Wednesday, November 5, 2008

Is advertising enough to build a brand these days?



Is advertising enough to build a brand these days?

Intuitively this feels like a stupid question. Surely the answer is no, right? Today, brands are complex. Each interaction we have with the brand leaves an impression on us. Yes, their advertising is important, but our relationship with brands is a lot more two-way than before. If we're not happy, we can contact the brand. We can even contact the CEO if we please and we expect a response.

I remarked recently about Aer Lingus on why they would spend a load of cash on a TV ad to make us like them more, if their communication on their website gives us a different message.

But it would be wrong to completely dismiss advertising. When done well, it can do wonders.

I don't know how good Godfather's Pizza actually is compared to, say, 4-star pizza. But I have a higher perception of it. They feel like a higher quality outfit to me. I don't order in pizza much so my perception of Godfather's Pizza is based almost entirely on the brand image they have carefully crafted through their TV advertising. Their 'We know where you live' theme is very clever and their agency Bloom manage to be very creative even when constrained to 10-second stings like above.

And in fact, my perception may be inaccurate.

A friend of mine recently called the offices of both Godfather's and 4-star pizza - and found 4-star to be much better organised. She was surprised. We both were. She expected the opposite. She thought Godfather's would be the more professional place. Why? Because they look high quality. Their advertising has built their brand.

Conclusion:

  1. Even in this age of conversation, advertising can still play a critical role in building perceptions of a brand.

  2. However, I suspect this depends on how much interaction you are expected to have with the brand. How many FMCG brand managers will you call in a year about their products?

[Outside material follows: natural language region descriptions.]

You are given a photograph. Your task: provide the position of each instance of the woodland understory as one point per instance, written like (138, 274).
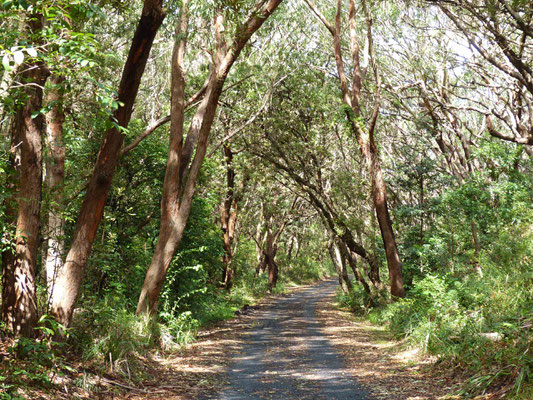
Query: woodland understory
(166, 164)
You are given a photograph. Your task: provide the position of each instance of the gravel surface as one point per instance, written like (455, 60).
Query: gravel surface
(286, 356)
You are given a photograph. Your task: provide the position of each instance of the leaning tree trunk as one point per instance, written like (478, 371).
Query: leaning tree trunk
(340, 267)
(228, 218)
(365, 134)
(19, 301)
(55, 176)
(379, 198)
(185, 161)
(68, 282)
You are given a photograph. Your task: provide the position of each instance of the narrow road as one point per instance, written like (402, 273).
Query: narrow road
(285, 356)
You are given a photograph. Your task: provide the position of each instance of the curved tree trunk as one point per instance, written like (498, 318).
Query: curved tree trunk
(185, 160)
(19, 301)
(68, 282)
(55, 176)
(340, 267)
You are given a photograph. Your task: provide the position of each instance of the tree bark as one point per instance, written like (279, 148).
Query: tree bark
(365, 135)
(228, 218)
(55, 176)
(68, 282)
(340, 266)
(19, 301)
(179, 187)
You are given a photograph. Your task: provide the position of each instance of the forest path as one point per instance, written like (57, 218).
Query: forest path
(286, 355)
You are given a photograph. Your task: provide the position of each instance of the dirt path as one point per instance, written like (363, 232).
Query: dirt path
(294, 346)
(286, 355)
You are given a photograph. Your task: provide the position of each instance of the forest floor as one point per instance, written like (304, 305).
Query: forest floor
(298, 345)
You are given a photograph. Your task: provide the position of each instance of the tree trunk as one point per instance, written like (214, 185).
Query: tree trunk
(340, 267)
(273, 271)
(19, 306)
(180, 177)
(55, 176)
(228, 218)
(477, 249)
(379, 197)
(69, 279)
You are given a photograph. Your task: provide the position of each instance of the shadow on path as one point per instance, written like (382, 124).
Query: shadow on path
(286, 356)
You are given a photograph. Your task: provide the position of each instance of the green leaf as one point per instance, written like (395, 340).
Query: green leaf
(5, 62)
(18, 56)
(31, 51)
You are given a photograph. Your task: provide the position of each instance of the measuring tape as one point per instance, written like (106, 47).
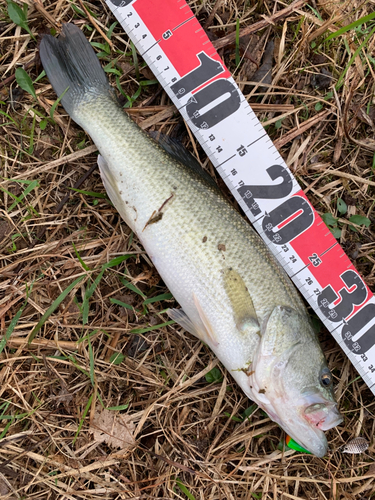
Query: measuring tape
(176, 48)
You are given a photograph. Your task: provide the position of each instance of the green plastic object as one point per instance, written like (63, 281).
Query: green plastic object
(295, 446)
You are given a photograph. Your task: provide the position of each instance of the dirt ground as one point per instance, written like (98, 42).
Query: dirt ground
(101, 395)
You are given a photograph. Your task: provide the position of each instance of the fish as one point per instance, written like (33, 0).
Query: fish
(234, 296)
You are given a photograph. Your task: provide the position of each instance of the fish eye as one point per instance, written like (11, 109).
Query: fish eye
(326, 377)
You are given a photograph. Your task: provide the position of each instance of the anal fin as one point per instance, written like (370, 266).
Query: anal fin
(180, 317)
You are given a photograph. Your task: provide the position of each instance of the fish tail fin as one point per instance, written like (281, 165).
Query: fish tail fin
(73, 69)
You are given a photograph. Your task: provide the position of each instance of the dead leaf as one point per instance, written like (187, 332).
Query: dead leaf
(114, 429)
(264, 73)
(5, 228)
(355, 446)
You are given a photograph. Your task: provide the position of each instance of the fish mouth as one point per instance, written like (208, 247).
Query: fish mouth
(324, 416)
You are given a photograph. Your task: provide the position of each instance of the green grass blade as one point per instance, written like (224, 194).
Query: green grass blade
(11, 327)
(83, 418)
(30, 187)
(92, 363)
(163, 296)
(89, 292)
(118, 408)
(350, 26)
(150, 328)
(340, 81)
(85, 267)
(132, 287)
(56, 103)
(25, 82)
(55, 304)
(120, 303)
(238, 59)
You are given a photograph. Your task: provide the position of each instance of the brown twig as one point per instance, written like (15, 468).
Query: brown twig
(250, 30)
(95, 24)
(292, 134)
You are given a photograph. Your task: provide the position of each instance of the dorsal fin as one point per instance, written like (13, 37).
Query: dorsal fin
(174, 148)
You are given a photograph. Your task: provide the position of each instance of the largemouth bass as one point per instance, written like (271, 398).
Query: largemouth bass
(233, 294)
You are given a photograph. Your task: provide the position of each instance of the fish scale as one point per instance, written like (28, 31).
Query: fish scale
(234, 295)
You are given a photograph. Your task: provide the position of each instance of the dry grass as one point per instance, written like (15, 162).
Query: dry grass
(182, 436)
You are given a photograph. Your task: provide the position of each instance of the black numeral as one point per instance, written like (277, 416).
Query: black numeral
(218, 112)
(272, 191)
(207, 69)
(302, 220)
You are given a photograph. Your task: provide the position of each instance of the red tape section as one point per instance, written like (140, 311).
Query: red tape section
(176, 26)
(342, 297)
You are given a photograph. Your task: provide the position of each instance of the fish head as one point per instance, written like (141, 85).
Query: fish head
(291, 381)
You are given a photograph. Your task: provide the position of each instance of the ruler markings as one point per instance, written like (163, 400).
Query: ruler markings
(276, 205)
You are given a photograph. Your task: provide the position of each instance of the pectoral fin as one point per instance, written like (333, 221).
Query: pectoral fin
(209, 331)
(243, 308)
(183, 320)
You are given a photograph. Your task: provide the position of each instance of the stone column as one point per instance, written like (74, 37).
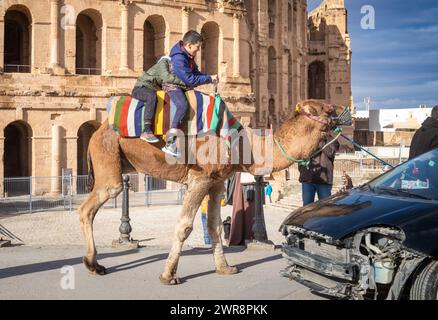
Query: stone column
(54, 32)
(2, 43)
(2, 148)
(185, 22)
(72, 158)
(236, 45)
(56, 159)
(124, 20)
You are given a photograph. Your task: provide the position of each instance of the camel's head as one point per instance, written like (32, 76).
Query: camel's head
(328, 115)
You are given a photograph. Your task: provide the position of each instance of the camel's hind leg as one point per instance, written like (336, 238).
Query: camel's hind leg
(105, 155)
(215, 229)
(197, 190)
(87, 212)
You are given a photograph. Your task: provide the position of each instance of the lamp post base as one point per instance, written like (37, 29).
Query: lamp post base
(125, 245)
(260, 245)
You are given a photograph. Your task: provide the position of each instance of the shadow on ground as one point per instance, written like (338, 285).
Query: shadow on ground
(58, 264)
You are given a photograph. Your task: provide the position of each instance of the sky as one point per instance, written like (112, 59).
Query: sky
(396, 64)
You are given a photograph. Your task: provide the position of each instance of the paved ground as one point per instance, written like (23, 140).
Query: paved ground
(53, 240)
(36, 273)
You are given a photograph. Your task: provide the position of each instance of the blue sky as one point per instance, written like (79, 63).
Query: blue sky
(397, 63)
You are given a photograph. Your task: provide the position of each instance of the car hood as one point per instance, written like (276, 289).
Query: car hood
(345, 213)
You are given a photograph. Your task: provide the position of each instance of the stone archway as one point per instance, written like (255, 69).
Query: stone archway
(154, 37)
(316, 78)
(17, 158)
(17, 39)
(17, 150)
(89, 42)
(272, 70)
(210, 48)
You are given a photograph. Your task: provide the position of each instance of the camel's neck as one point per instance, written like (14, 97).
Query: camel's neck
(299, 138)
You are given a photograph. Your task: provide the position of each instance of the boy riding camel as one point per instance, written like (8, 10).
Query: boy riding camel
(175, 74)
(183, 65)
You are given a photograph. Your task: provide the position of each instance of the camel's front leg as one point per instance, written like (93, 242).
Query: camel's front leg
(184, 226)
(215, 229)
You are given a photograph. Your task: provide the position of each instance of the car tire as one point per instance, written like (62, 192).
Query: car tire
(425, 283)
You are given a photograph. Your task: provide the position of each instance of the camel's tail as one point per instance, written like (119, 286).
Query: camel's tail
(90, 183)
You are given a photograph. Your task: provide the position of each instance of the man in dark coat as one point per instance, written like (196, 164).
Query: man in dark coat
(317, 178)
(426, 138)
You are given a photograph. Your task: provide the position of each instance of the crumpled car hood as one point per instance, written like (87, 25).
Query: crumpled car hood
(345, 213)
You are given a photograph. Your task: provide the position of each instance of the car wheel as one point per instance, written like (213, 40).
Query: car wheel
(425, 283)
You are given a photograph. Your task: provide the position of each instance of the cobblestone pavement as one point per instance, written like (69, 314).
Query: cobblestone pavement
(53, 240)
(153, 226)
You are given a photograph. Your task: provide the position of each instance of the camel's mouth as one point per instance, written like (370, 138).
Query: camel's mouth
(344, 119)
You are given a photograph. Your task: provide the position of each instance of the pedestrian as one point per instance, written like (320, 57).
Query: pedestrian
(269, 191)
(227, 227)
(204, 219)
(425, 138)
(317, 177)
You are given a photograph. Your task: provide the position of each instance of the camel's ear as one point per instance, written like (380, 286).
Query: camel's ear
(306, 107)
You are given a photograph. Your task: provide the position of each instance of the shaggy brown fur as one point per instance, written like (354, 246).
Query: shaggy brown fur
(111, 156)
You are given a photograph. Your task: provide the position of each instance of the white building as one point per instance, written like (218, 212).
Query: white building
(391, 120)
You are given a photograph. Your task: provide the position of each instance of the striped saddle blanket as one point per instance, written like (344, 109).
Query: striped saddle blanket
(206, 113)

  3. But regardless of what you can do with advertising, you can probably do so much more if you pro-actively manage the other brand touchpoints. The Godfather's Pizza website feels cheap compared to their TV advertising. Shame. They could learn from marketing's poster child - Innocent Drinks. They are pure FMCG yet they bring their brand into their packaging, their tone of voice, their website, their 'Banana' customer phoneline, their 'Fruit Towers' offices, their blog, their grass vans and their email marketing.

7 comments:

conor said...

At least you didn't lie and say....I don't each pizza much!

Campbell Scott said...

Some nice comments Paul. I don't think too many people are claiming that advertising can build a brand alone. I love the examples you have used - Aer Lingus inconsistencies, versus Innocence oozing brand in everything.

You talk about "in the age of conversation" - my only comment is that I think the age of conversation is only starting - open engagement with consumers will become such an important part of the brand building you explain.

Paul. said...

thanks Campbell. I reckon there are quite a few brands that believe advertising is the answer. See the Porsche example here http://www.pauldervan.com/2008/05/competing-for-future.html but agree 'age of conversation' probably hasn't hit tipping point yet.

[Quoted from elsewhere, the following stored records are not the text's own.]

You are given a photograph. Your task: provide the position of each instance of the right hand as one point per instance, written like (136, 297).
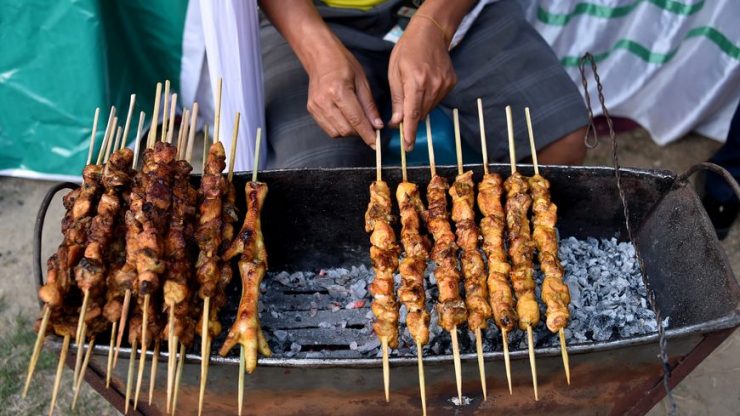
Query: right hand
(339, 96)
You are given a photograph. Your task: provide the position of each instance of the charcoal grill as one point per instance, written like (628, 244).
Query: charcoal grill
(313, 219)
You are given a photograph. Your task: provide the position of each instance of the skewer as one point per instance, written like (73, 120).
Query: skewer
(232, 156)
(240, 392)
(171, 127)
(386, 366)
(78, 380)
(92, 135)
(484, 150)
(178, 378)
(130, 376)
(478, 340)
(153, 371)
(422, 383)
(507, 361)
(164, 110)
(137, 144)
(142, 356)
(128, 120)
(217, 122)
(155, 118)
(561, 332)
(60, 370)
(191, 138)
(37, 348)
(512, 160)
(453, 333)
(109, 367)
(78, 360)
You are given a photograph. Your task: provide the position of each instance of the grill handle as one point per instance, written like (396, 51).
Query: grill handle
(712, 167)
(38, 229)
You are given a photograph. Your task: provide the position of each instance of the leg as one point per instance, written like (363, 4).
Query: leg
(294, 138)
(505, 61)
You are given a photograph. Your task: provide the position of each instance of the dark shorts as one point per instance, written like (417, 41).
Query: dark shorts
(502, 59)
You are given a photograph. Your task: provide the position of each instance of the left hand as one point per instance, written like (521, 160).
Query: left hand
(420, 75)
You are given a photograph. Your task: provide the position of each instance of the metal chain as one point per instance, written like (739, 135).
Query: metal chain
(662, 343)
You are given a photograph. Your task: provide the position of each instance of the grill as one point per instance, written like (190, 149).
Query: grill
(313, 220)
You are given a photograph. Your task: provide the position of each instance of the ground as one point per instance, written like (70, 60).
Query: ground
(710, 389)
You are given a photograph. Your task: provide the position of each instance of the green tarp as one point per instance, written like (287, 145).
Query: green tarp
(61, 60)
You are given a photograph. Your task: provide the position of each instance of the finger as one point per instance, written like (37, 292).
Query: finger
(368, 104)
(412, 106)
(354, 115)
(396, 87)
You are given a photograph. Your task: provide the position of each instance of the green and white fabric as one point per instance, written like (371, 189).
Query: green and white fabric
(60, 60)
(672, 66)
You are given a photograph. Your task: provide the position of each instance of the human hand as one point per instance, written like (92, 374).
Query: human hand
(420, 75)
(339, 96)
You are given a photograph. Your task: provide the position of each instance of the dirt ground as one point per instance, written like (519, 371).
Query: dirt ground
(710, 389)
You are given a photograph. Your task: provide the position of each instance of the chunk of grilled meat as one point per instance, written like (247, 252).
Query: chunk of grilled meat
(384, 256)
(80, 205)
(555, 292)
(450, 306)
(473, 267)
(179, 275)
(154, 215)
(492, 227)
(90, 272)
(416, 251)
(521, 249)
(208, 232)
(252, 266)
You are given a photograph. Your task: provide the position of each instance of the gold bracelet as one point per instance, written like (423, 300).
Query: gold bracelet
(436, 23)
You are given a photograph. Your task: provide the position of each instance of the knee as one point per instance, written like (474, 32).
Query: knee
(568, 150)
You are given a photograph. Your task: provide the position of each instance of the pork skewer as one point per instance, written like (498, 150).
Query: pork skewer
(384, 256)
(249, 244)
(555, 292)
(416, 252)
(492, 227)
(462, 192)
(450, 306)
(518, 203)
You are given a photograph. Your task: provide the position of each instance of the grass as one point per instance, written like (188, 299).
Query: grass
(17, 338)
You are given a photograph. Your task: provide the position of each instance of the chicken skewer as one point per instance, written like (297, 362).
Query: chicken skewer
(75, 228)
(57, 288)
(384, 256)
(492, 227)
(249, 243)
(518, 203)
(462, 192)
(555, 292)
(450, 306)
(416, 252)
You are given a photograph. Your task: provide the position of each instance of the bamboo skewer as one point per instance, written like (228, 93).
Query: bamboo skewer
(164, 110)
(153, 371)
(131, 104)
(60, 370)
(78, 380)
(171, 127)
(512, 161)
(130, 376)
(109, 366)
(561, 332)
(478, 339)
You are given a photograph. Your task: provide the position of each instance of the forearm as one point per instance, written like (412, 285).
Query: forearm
(302, 26)
(447, 14)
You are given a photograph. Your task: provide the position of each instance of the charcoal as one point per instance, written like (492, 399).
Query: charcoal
(332, 307)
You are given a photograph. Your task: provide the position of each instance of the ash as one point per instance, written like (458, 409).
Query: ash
(326, 313)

Conor - just as well I wasn't talking about indian food. My view would be based on experience...

Daniel Oyston said...

Yes advertising is absolutely enough to build a brand. Only problem is that it will take a long time and it won’t be building real relationships with customers. It’ll also be very expensive.

Your brand perception of Godfather’s is a good example. I bet that you didn’t build your perception up over 1 or 2 ads but probably built it up over a long period of time. They reckon that if you say it enough and for long enough then people will believe it. That’s sometimes what ads do.

Now, while you have a good brand perception of Godfathers it is clear that you do not engage or interact with the brand.

I think an important point to make is the speed that a brand wishes to build itself. By that I mean, if I post a comment on a CEO’s blog, and I ask a question, then I expect a pretty speedy answer and the response and timing will create a brand impression – good or bad.

However, the absence of social media tools means that you aren’t putting yourself in the firing line. The good thing about putting yourself up for interaction and relationships is that you get honest feedback from your customers.

It is this feedback that drives you to become better … maybe the lack of social media and feedback is why your friend received poor service from Godfather’s? No one is pushing them and it is compounded by the existence of a strong brand that was built by advertising.

Paul. said...

hi Daniel,

thanks for your input.

Time + Money, I hadn't considered it from this angle but makes perfect sense. You're right, I've seen their ads for a couple years.

I agree that social media can make us more honest, and help a company to become a better brand.

cheers Daniel

P

Matt Ambrose said...

I think building a brand online appeals to different inherent human motivators than advertising. Ads appeal to aspiration whereas online it's more tribal and wanting an association with those you feel a sense of shared passions and interests.

Thanks for the post. It's helping me collect my thoughts on a similar one I'm working on.

Paul. said...

cheers Matt. let me know when your posted / published your article.